Шепелев только кивал. Кивнул бы, что его Великохатько не спроси. Хоть спроси «а ты по национальности китаец?», и то бы кивнул. Не слушал капитан. И не из нелюбви к следователям, а потому что устал. И дул сейчас чай в кабинете, и жевал эту ватрушку вместо того, чтобы завалиться где-нибудь (даже на камеру согласен) спать, он по единственной причине — ждал звонка Берии. Капитан позвонил Меркулову, доложил обо всем и сказал, что ему необходимо переговорить лично с наркомом. Меркулов помолчал (обиженно, как показалось Шепелеву), потом буркнул: «Ладно, сообщу товарищу Берии, ждите. Может быть, и захочет вас выслушать». И теперь капитан Шепелев ожидал звонка наркома, окруженный заботой Великохатько. Или Великохатьки — как сказал бы украинец.

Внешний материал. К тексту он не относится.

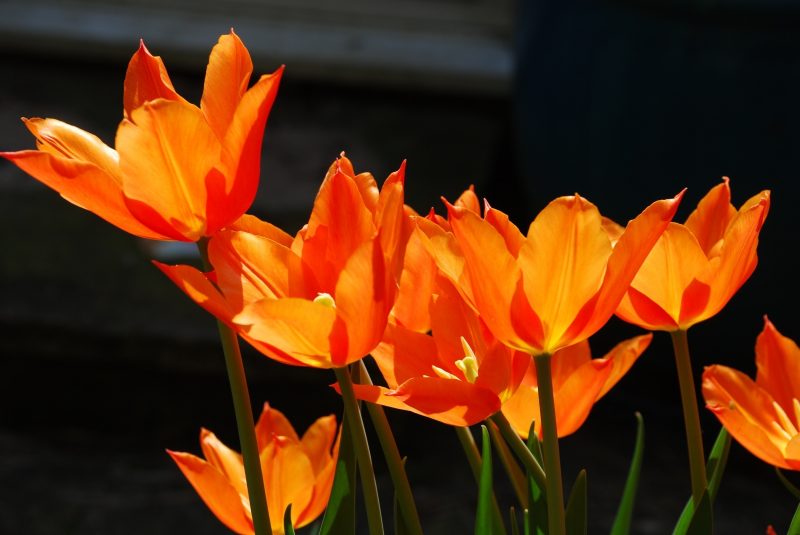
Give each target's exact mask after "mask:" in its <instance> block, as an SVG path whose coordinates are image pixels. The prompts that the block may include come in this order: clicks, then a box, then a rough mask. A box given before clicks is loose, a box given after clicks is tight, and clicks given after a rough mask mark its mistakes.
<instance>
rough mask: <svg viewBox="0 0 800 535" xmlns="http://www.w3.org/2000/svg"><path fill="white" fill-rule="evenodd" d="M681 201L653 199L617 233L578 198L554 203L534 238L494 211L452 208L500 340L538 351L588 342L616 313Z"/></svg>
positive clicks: (462, 280)
mask: <svg viewBox="0 0 800 535" xmlns="http://www.w3.org/2000/svg"><path fill="white" fill-rule="evenodd" d="M680 198H681V195H678V196H676V197H675V198H674V199H670V200H663V201H658V202H655V203H653V204H652V205H651V206H649V207H648V208H647V209H646V210H645V211H644V212H642V214H640V215H639V216H638V217H636V218H635V219H634V220H633V221H631V222H630V223H629V224H628V226H627V228H626V229H625V230H624V231H622V232H621V233H619V235H618V236H617V235H613V236H612V235H610V234H609V232H608V231H607V223H606V221H605V220H604V219H603V218H602V217H601V215H600V212H599V211H598V210H597V208H596V207H595V206H594V205H593V204H591V203H590V202H589V201H587V200H586V199H584V198H582V197H580V196H579V195H574V196H569V197H560V198H558V199H556V200H554V201H553V202H551V203H550V204H549V205H548V206H547V207H546V208H545V209H544V210H543V211H542V212H541V213H540V214H539V215H538V216H537V217H536V219H535V220H534V221H533V223H531V226H530V228H529V230H528V234H527V236H524V235H522V233H521V232H520V231H519V230H518V229H517V227H516V226H514V225H513V224H512V223H511V222H510V221H509V220H508V217H507V216H506V215H505V214H503V213H502V212H499V211H497V210H495V209H494V208H491V207H487V210H486V214H485V215H484V218H481V217H480V216H479V215H478V214H477V213H475V212H474V211H471V210H469V209H466V208H464V207H459V206H453V205H449V206H448V209H449V222H450V225H451V226H452V229H453V234H454V236H455V241H456V243H457V244H458V245H459V247H460V249H461V251H462V253H463V256H464V259H465V271H466V272H467V275H468V277H467V278H466V279H467V280H468V281H469V284H470V288H469V290H468V291H469V292H471V294H472V295H474V301H475V305H476V307H477V309H478V310H479V311H480V314H481V318H482V319H483V320H484V321H485V322H486V325H487V326H488V327H489V329H491V330H492V332H493V333H494V335H495V336H496V337H497V338H498V339H500V340H501V341H503V342H504V343H505V344H507V345H509V346H511V347H513V348H515V349H519V350H521V351H525V352H527V353H530V354H532V355H534V356H535V355H542V354H553V353H554V352H556V351H557V350H559V349H561V348H563V347H567V346H570V345H573V344H576V343H578V342H580V341H582V340H585V339H587V338H588V337H589V336H590V335H592V334H594V333H595V332H596V331H597V330H598V329H600V327H602V326H603V325H604V324H605V323H606V322H607V321H608V319H609V318H610V317H611V315H612V314H613V313H614V310H615V309H616V307H617V305H618V304H619V301H620V300H621V299H622V297H623V295H624V294H625V291H626V290H627V288H628V285H629V284H630V282H631V281H632V280H633V277H634V275H635V274H636V271H637V270H638V269H639V266H640V265H641V264H642V262H644V259H645V258H646V257H647V254H648V253H649V252H650V249H651V248H652V247H653V245H654V244H655V243H656V241H657V240H658V237H659V236H660V235H661V233H662V232H663V231H664V229H665V228H666V227H667V224H668V223H669V221H670V219H671V218H672V216H673V215H674V213H675V210H676V209H677V207H678V203H679V201H680ZM463 280H464V278H463V277H462V284H464V282H463ZM455 282H457V281H455Z"/></svg>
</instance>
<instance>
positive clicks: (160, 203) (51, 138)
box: [0, 32, 283, 242]
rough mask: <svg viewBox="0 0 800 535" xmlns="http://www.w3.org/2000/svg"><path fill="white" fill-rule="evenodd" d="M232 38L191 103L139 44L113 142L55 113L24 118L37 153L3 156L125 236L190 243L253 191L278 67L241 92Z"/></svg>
mask: <svg viewBox="0 0 800 535" xmlns="http://www.w3.org/2000/svg"><path fill="white" fill-rule="evenodd" d="M252 71H253V64H252V62H251V61H250V55H249V53H248V52H247V49H246V48H245V47H244V45H243V44H242V42H241V40H240V39H239V37H238V36H237V35H236V34H234V33H233V32H231V33H230V34H229V35H223V36H222V37H220V39H219V42H218V43H217V45H216V46H214V48H213V50H212V51H211V57H210V58H209V62H208V69H207V70H206V79H205V85H204V87H203V97H202V99H201V101H200V106H199V107H198V106H195V105H194V104H191V103H189V102H187V101H186V100H185V99H184V98H183V97H181V96H180V95H179V94H178V93H177V92H176V91H175V89H174V87H173V86H172V82H171V81H170V79H169V75H168V74H167V70H166V68H165V67H164V64H163V63H162V61H161V58H159V57H158V56H152V55H151V54H150V52H149V51H148V50H147V48H145V46H144V43H142V44H141V46H140V47H139V50H138V51H137V52H136V53H135V54H134V55H133V57H132V58H131V61H130V63H129V64H128V71H127V73H126V75H125V84H124V98H123V100H124V119H123V120H122V122H121V123H120V125H119V128H118V129H117V135H116V142H115V145H116V148H111V147H109V146H107V145H106V144H105V143H103V142H102V141H101V140H100V139H99V138H98V137H97V136H95V135H93V134H90V133H89V132H86V131H84V130H81V129H80V128H77V127H75V126H72V125H69V124H66V123H64V122H62V121H59V120H57V119H38V118H37V119H23V121H25V125H26V126H27V127H28V130H30V131H31V133H32V134H33V135H34V137H35V138H36V146H37V149H38V150H24V151H20V152H3V153H0V156H3V157H5V158H7V159H8V160H10V161H12V162H13V163H14V164H16V165H17V166H18V167H19V168H20V169H22V170H23V171H25V172H26V173H28V174H30V175H31V176H33V177H34V178H36V179H37V180H39V181H41V182H43V183H44V184H46V185H48V186H50V187H51V188H53V189H54V190H56V191H58V192H59V193H60V194H61V196H62V197H64V198H65V199H66V200H68V201H69V202H71V203H73V204H75V205H77V206H80V207H81V208H85V209H86V210H89V211H90V212H94V213H95V214H97V215H98V216H100V217H102V218H103V219H105V220H106V221H108V222H109V223H111V224H112V225H115V226H117V227H119V228H121V229H122V230H124V231H126V232H130V233H131V234H135V235H137V236H141V237H144V238H150V239H155V240H179V241H190V242H192V241H197V240H199V239H200V238H202V237H204V236H211V235H213V234H215V233H216V232H217V231H219V230H220V229H222V228H224V227H226V226H227V225H229V224H231V223H232V222H233V221H235V220H236V219H238V218H239V217H240V216H241V215H242V214H243V213H244V212H245V211H246V210H247V209H248V208H250V205H251V204H252V202H253V199H254V197H255V194H256V191H257V189H258V179H259V169H260V165H261V141H262V138H263V135H264V126H265V125H266V121H267V116H268V115H269V111H270V108H271V107H272V103H273V101H274V100H275V96H276V94H277V91H278V83H279V82H280V79H281V74H282V72H283V69H282V68H281V69H278V70H277V71H276V72H275V73H274V74H271V75H268V76H262V77H261V78H259V80H258V81H257V82H256V84H255V85H253V87H251V88H250V89H248V85H249V83H250V76H251V74H252Z"/></svg>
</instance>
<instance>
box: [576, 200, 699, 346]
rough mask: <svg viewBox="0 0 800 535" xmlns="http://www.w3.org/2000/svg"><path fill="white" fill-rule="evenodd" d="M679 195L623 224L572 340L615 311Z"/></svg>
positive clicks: (650, 208) (593, 333)
mask: <svg viewBox="0 0 800 535" xmlns="http://www.w3.org/2000/svg"><path fill="white" fill-rule="evenodd" d="M682 197H683V192H681V193H679V194H678V195H676V196H675V197H674V198H672V199H667V200H661V201H656V202H654V203H653V204H651V205H650V206H648V207H647V208H645V210H644V211H643V212H642V213H641V214H639V215H638V216H637V217H636V218H635V219H633V220H632V221H630V222H629V223H628V226H627V227H625V232H624V233H623V234H622V236H620V237H619V240H618V241H617V243H616V245H615V246H614V250H613V252H612V253H611V256H610V257H609V259H608V267H607V269H606V274H605V277H604V278H603V285H602V287H601V289H600V292H599V294H598V295H597V302H596V303H595V304H594V310H593V311H592V313H591V315H590V317H589V319H588V321H587V322H586V324H585V325H584V326H583V327H582V328H581V329H580V330H577V331H576V332H575V333H574V334H573V336H574V340H575V341H578V340H582V339H585V338H588V337H589V336H591V335H592V334H594V333H595V332H597V330H598V329H600V327H602V326H603V325H605V323H606V322H607V321H608V319H609V318H610V317H611V315H612V314H613V313H614V310H615V309H616V308H617V306H618V305H619V303H620V301H622V298H623V297H624V295H625V292H626V291H627V290H628V287H629V286H630V284H631V282H632V281H633V280H634V277H635V276H636V273H637V272H638V271H639V268H640V267H641V266H642V264H643V263H644V261H645V259H646V258H647V256H648V255H649V254H650V251H651V250H652V248H653V246H654V245H655V244H656V242H657V241H658V239H659V237H660V236H661V234H662V233H663V232H664V230H665V229H666V228H667V225H668V224H669V222H670V220H671V219H672V217H673V216H674V215H675V211H676V210H677V209H678V204H679V203H680V200H681V198H682Z"/></svg>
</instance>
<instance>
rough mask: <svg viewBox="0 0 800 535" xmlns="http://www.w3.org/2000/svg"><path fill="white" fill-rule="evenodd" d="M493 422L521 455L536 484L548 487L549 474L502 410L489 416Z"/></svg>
mask: <svg viewBox="0 0 800 535" xmlns="http://www.w3.org/2000/svg"><path fill="white" fill-rule="evenodd" d="M489 419H490V420H491V421H492V422H494V423H495V425H497V428H498V429H499V430H500V434H501V435H503V438H504V439H505V441H506V443H508V445H509V446H511V449H512V450H513V451H514V453H515V454H516V455H517V457H519V459H520V460H521V461H522V464H524V465H525V468H526V469H527V470H528V472H530V473H531V476H532V477H533V479H534V480H535V481H536V484H537V485H539V488H542V489H546V488H547V476H546V475H545V473H544V470H542V467H541V465H539V461H537V460H536V457H534V456H533V454H532V453H531V450H529V449H528V446H526V445H525V443H524V442H523V441H522V439H521V438H520V437H519V434H517V432H516V431H514V428H512V427H511V424H510V423H509V422H508V420H507V419H506V417H505V415H504V414H503V413H502V412H497V413H495V414H493V415H492V416H491V418H489Z"/></svg>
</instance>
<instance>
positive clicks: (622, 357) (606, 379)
mask: <svg viewBox="0 0 800 535" xmlns="http://www.w3.org/2000/svg"><path fill="white" fill-rule="evenodd" d="M652 339H653V333H648V334H644V335H642V336H637V337H635V338H629V339H628V340H624V341H622V342H620V343H619V344H617V345H616V346H614V348H613V349H612V350H611V351H609V352H608V353H607V354H606V355H605V356H603V359H608V360H610V361H611V373H610V374H609V375H608V378H607V379H606V382H605V384H603V388H602V389H600V392H599V393H598V394H597V398H596V399H600V398H601V397H603V396H605V395H606V394H607V393H608V391H609V390H611V389H612V388H613V387H614V385H616V384H617V383H618V382H619V380H620V379H622V377H624V376H625V374H626V373H628V370H630V369H631V366H633V364H634V363H635V362H636V360H637V359H638V358H639V356H640V355H641V354H642V353H644V350H645V349H647V346H649V345H650V341H651V340H652ZM601 360H602V359H601Z"/></svg>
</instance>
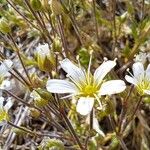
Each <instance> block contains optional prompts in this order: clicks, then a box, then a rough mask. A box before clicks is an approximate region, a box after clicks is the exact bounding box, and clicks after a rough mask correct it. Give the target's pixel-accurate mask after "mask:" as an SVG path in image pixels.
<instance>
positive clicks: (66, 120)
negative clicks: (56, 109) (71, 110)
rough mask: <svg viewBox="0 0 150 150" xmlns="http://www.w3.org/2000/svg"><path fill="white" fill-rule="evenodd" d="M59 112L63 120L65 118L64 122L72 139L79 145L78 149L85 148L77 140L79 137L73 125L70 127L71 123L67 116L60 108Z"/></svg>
mask: <svg viewBox="0 0 150 150" xmlns="http://www.w3.org/2000/svg"><path fill="white" fill-rule="evenodd" d="M61 112H62V113H61V114H62V116H63V118H64V120H65V122H66V125H67V127H68V129H69V131H70V133H71V135H72V136H73V137H74V139H75V140H76V142H77V144H78V145H79V147H80V149H81V150H85V148H84V147H83V146H82V144H81V142H80V140H79V138H78V136H77V134H76V132H75V131H74V129H73V127H72V125H71V123H70V121H69V119H68V118H67V116H66V114H65V112H64V110H63V109H62V111H61Z"/></svg>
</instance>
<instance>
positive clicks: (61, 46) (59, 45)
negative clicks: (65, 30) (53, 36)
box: [52, 37, 62, 52]
mask: <svg viewBox="0 0 150 150" xmlns="http://www.w3.org/2000/svg"><path fill="white" fill-rule="evenodd" d="M61 49H62V44H61V41H60V39H59V37H56V38H55V39H54V41H53V43H52V50H53V51H54V52H60V51H61Z"/></svg>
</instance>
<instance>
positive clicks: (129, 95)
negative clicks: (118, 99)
mask: <svg viewBox="0 0 150 150" xmlns="http://www.w3.org/2000/svg"><path fill="white" fill-rule="evenodd" d="M133 88H134V86H131V88H130V91H129V92H128V94H127V96H126V98H125V100H124V101H123V106H122V111H121V115H120V121H119V127H118V132H120V130H121V125H122V121H123V119H124V117H125V113H126V110H127V106H128V100H129V97H130V95H131V93H132V91H133Z"/></svg>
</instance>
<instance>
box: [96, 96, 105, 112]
mask: <svg viewBox="0 0 150 150" xmlns="http://www.w3.org/2000/svg"><path fill="white" fill-rule="evenodd" d="M94 96H95V98H96V100H97V101H98V103H99V106H100V110H103V105H102V103H101V101H100V99H99V97H98V96H97V95H96V94H94Z"/></svg>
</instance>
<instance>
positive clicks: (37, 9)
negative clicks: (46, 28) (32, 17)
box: [30, 0, 42, 11]
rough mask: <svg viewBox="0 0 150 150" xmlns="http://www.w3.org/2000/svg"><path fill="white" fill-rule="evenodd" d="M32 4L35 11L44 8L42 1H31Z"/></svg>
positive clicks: (30, 2)
mask: <svg viewBox="0 0 150 150" xmlns="http://www.w3.org/2000/svg"><path fill="white" fill-rule="evenodd" d="M30 4H31V6H32V8H33V9H34V10H35V11H39V10H41V8H42V4H41V1H40V0H30Z"/></svg>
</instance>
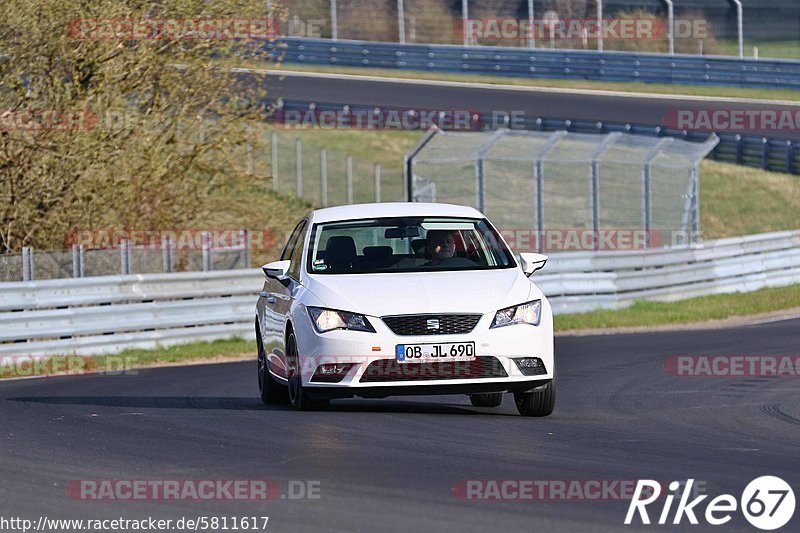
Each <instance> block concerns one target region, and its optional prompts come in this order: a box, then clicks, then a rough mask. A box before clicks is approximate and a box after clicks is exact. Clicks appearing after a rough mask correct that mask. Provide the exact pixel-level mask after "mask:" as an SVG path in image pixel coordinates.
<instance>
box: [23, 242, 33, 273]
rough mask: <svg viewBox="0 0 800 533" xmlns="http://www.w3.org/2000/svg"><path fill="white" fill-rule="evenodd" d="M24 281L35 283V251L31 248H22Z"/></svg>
mask: <svg viewBox="0 0 800 533" xmlns="http://www.w3.org/2000/svg"><path fill="white" fill-rule="evenodd" d="M22 281H33V250H32V249H31V247H30V246H23V247H22Z"/></svg>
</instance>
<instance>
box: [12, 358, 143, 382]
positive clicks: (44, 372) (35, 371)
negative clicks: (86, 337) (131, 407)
mask: <svg viewBox="0 0 800 533" xmlns="http://www.w3.org/2000/svg"><path fill="white" fill-rule="evenodd" d="M137 364H138V358H137V357H135V356H131V355H126V356H122V355H96V356H80V355H31V354H16V355H2V356H0V378H2V379H7V378H27V377H32V376H55V375H58V376H82V375H90V374H91V375H95V374H103V375H109V376H133V375H137V374H138V370H137Z"/></svg>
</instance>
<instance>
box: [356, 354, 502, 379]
mask: <svg viewBox="0 0 800 533" xmlns="http://www.w3.org/2000/svg"><path fill="white" fill-rule="evenodd" d="M505 377H508V374H506V371H505V369H504V368H503V365H502V363H500V360H499V359H497V358H496V357H476V358H475V359H474V360H472V361H441V362H438V361H437V362H434V363H398V362H397V361H396V360H395V359H379V360H377V361H373V362H372V363H370V364H369V366H368V367H367V370H365V371H364V374H363V375H362V376H361V379H360V380H359V381H361V382H362V383H375V382H380V381H429V380H435V379H480V378H505Z"/></svg>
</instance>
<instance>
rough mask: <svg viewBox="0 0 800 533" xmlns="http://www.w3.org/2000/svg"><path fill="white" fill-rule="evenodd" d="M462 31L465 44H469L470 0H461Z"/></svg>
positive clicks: (467, 44)
mask: <svg viewBox="0 0 800 533" xmlns="http://www.w3.org/2000/svg"><path fill="white" fill-rule="evenodd" d="M461 31H463V32H464V46H469V0H461Z"/></svg>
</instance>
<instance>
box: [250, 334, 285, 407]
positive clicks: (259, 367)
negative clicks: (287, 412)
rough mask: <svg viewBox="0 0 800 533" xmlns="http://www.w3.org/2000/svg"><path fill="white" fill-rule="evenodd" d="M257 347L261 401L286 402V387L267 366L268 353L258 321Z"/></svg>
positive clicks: (258, 390) (270, 403)
mask: <svg viewBox="0 0 800 533" xmlns="http://www.w3.org/2000/svg"><path fill="white" fill-rule="evenodd" d="M256 348H257V350H258V392H259V395H260V396H261V401H262V402H264V403H266V404H271V403H286V401H287V400H288V398H287V395H286V387H284V386H283V385H281V384H280V383H278V382H277V381H275V378H273V377H272V374H270V373H269V369H268V368H267V353H266V350H264V343H263V342H262V340H261V332H260V331H259V327H258V322H256Z"/></svg>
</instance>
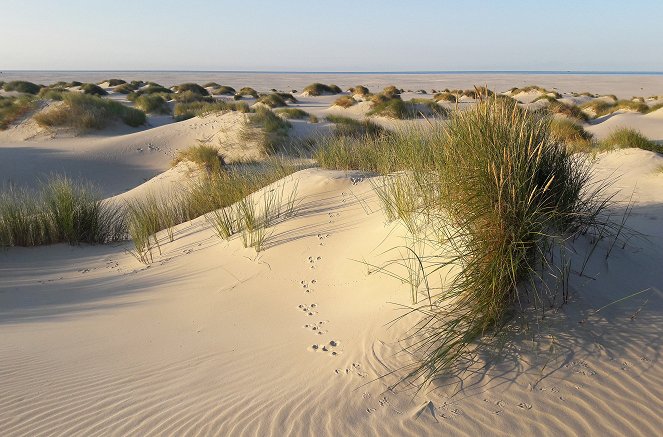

А глаза слипались…
Товарищ Берия позвонил довольно скоро.
* * *Капитан закончил телефонный рапорт товарищу Берии, доложил о случившемся.
— Хорошо поработали, товарищ Шепелев, — услышал капитан в телефонной трубке. — Я оказался прав. Операция по внедрению принесла успех. Значит, тогда вы сейчас…
В телефонном эфире замолчали, раздался громкий треск и шорох помех, потом все стихло и раздалось Бериевское «Алле, вы меня слышите?»
И тогда капитан Шепелев воспользовался паузой. И перешел к тому, к чему мог и не переходить. Никто его ни к чему не обязывал. Он мог спокойно дослушать Лаврентия Павловича, который, не иначе, приказал бы возвращаться в Москву и готовиться к отпуску (но скорее всего, краткосрочному). Дослушать бы капитану и ответить: «Есть!» Но некий черт, сидящий в нем, видать, с рождения, тот самый, что когда-то толкнул его на путь оперативного работника, не знал, похоже, покоя.
— Разрешите, товарищ Берия? — не дал капитан продолжить наркому.
— Что вы хотите, капитан? — в голосе наркома послышалось недовольство.
И капитан объяснил, чего он хочет. Операция может быть продолжена. Есть одна идея. Но ее осуществление возможно только при деятельном участии наркома внутренних дел. Если он… И капитан изложил, что именно требуется от наркома. На этом закончил и замолчал.
Шепелев думал, что ему ответят как-то так «Вы же понимаете, товарищ Шепелев, что это невыполнимо, а обещать вы можете, что хотите, хоть приезд во Львов самого товарища Сталина», или «Такой сложный вопрос за один день не решить, вы же должны понимать, я должен навести справки о степени виновности», или, наконец, «Как вам в голову пришло такое, и еще меня хотите подставить под удар, а если враги вывернут факт наизнанку и выставят меня врагом народа?»
Однако капитан услышал другое:
— Давайте попробуем. Если у вас получится, я подпишу приказ.
Шепелев аж опешил. Он не мог поверить, что Берия согласился так легко и быстро. Словно вопрос касался приглашения на ужин.
Но и на этом капитан разговор не закончил.